The market is buzzing with confusion and disappointment. Why did #Bitcoin take a hit, even after last night’s seemingly good news? Let me break it down for you.
During a recent Federal Reserve Q&A session, someone raised a question about Bitcoin. Chairman Jerome Powell didn’t hold back, expressing skepticism about Bitcoin’s role in the financial system. According to Powell, neither he nor the Federal Reserve believes Bitcoin is suitable as a strategic reserve asset. While there is technically a legal pathway for Congress to amend existing laws and force the Federal Reserve to recognize Bitcoin, Powell clearly stated that he hopes this never happens. In short, the Fed maintains a negative stance on Bitcoin and has no plans to accept it as an official reserve asset anytime soon.

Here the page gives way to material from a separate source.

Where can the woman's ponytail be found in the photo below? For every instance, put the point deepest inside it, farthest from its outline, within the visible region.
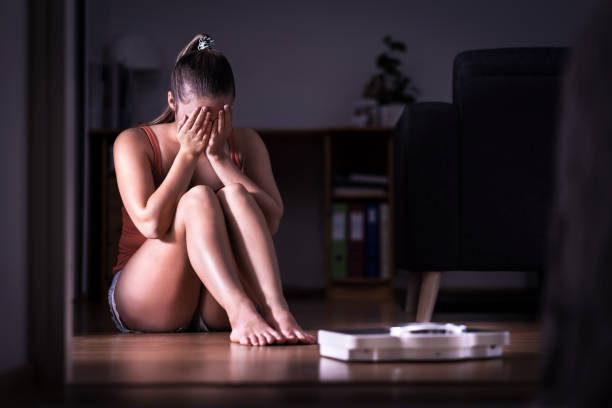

Now, some might wonder: isn’t the President in charge? Why can’t he resolve this? Think of it like this: imagine you were certain of a 100% win in a game, but suddenly two key opponents show up, reducing your odds to 70%. Wouldn’t you reconsider your strategy to account for new risks? This is precisely what’s happening. Market participants, who were bullish on Bitcoin, are now reevaluating their positions given the Fed's comments.
But why such a steep drop? The answer lies in market manipulation. While Powell's remarks fueled uncertainty, market whales likely used this sentiment to trigger panic selling, exaggerating the downward move. Understanding this dynamic can help traders navigate such volatile situations.